Zarda, along with the rest of her universe's squadron, is killed by the forces of the Cabal during an Incursion. During the Secret Wars storyline, Zarda is shown to live in the Supremia Province in Battleworld. She is later killed during a battle with Squadron Sinister of Utopolis during an invasion of Supremia.

===Squadron Supreme of America===
A variation of the Zarda Shelton version of Power Princess appears as a member of the Squadron Supreme of America. This version is a simulacrum created by Mephisto and programmed by the Power Elite. Power Princess was programmed to be a lustful power woman from Utopia Isle who wore a special necklace to dampen her powers when in her secret identity as a professional boxer.

==Powers and abilities==
===Squadron Supreme===
Zarda possesses superhuman strength, agility, speed, reflexes, and has the ability to fly. Her aging process is extremely slowed, although she stated that she does not age at all in the Exiles series. She is able to drain the life force of others.

Zarda carries a transparent shield of Utopian design that can block tank shells and be used to redirect energy, and which she can throw so that its edges are able to slice through metal.

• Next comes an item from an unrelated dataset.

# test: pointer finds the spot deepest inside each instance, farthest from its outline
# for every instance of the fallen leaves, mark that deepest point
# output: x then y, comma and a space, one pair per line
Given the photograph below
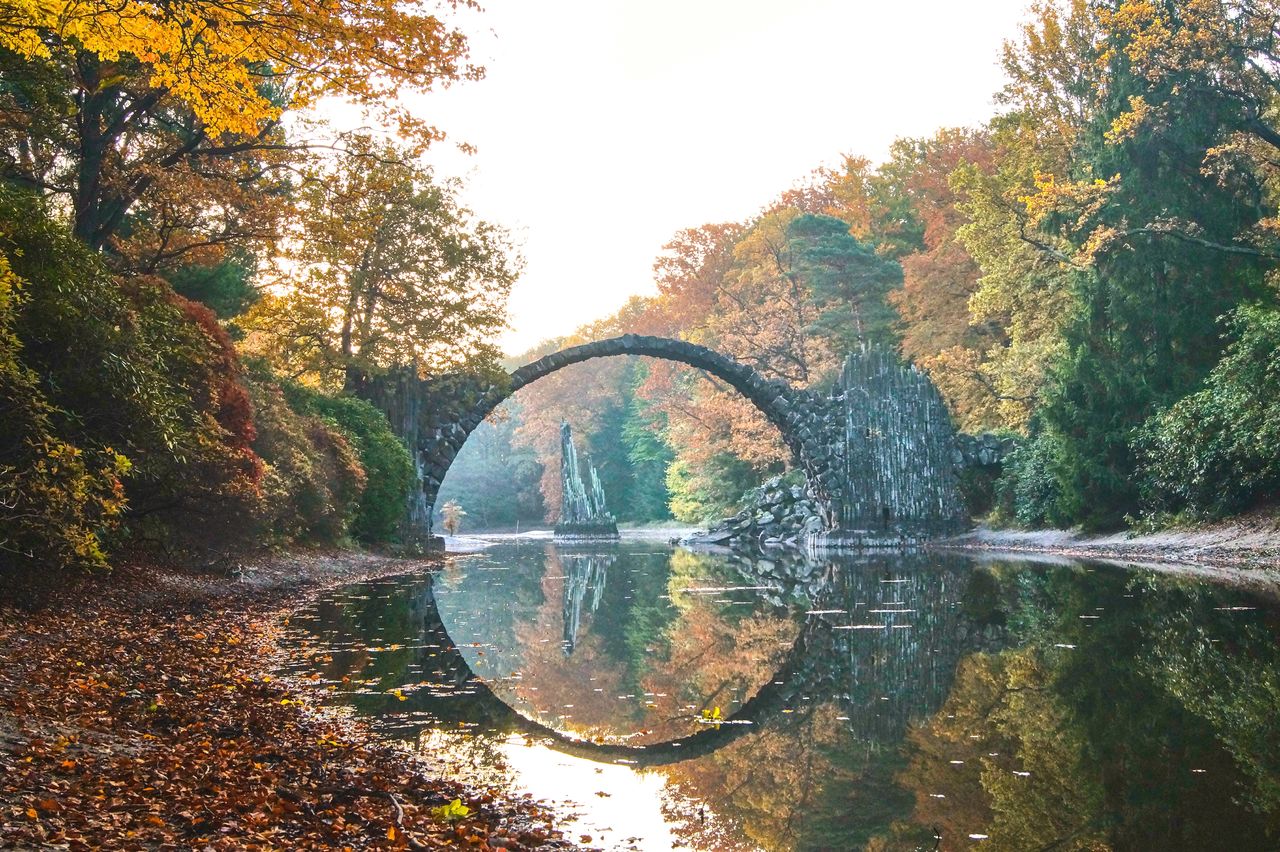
127, 724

Power Princess has extensive experience in hand-to-hand combat (according to her, she has over five centuries of combat experience) and is skilled in discus throwing. She has undergone advanced graduate level studies in both Utopia Isle and Cosmopolis.

===Supreme Power===
In addition to similar physical abilities she shares with Hyperion, such as supersonic flight, super-strength, greatly enhanced reflexes, superhuman senses and nigh-invulnerability, this Zarda can drain the life-force of others to rejuvenate herself. She uses a similar life force transfer to heal Hyperion when he receives life-threatening injuries. While it is possible to hurt her, she apparently even survived a direct nuclear explosion through a combination of her nigh-invulnerability and her life-force transference capabilities. Like Hyperion, she is able to survive the vacuum of space unaided for a considerable amount of time, enabling at least interplanetary travel via her flight capabilities.

== Reception ==
=== Accolades ===
- In 2017, Comic Book Resources (CBR) ranked Power Princes 8th in their "15 Fiercest Warrior Women In Comics" list.
- In 2019, CBR ranked Power Princess 3rd in their "10 Most Powerful Members Of The Squadron Supreme" list.
- In 2020, CBR ranked Power Princess 5th in their "Marvel: 5 Strongest (& 5 Weakest) Members Of Squadron Supreme" list.
- In 2021, Screen Rant ranked Power Princess in their "10 Most Powerful Members Of The Squadron Supreme" list.

==Other versions==
A version of Zarda called Warrior Woman appears in the 2015 Squadron Sinister miniseries, and later joins the Earth-616 iteration of the Squadron Supreme posing as the Earth-712 version of the character.

==In other media==
- Power Princess appears in The Super Hero Squad Show episode "Whom Continuity Would Destroy!", voiced by Susan Eisenberg. This version possesses telekinesis and has a variety of invisible items such as an "invisible steamroller" and "invisible gyrocopter" in addition to her invisible shield.
- Zarda appears in Avengers Assemble, voiced by April Stewart. This version is an alien who joined the Squadron Supreme in destroying their home planet before coming to Earth.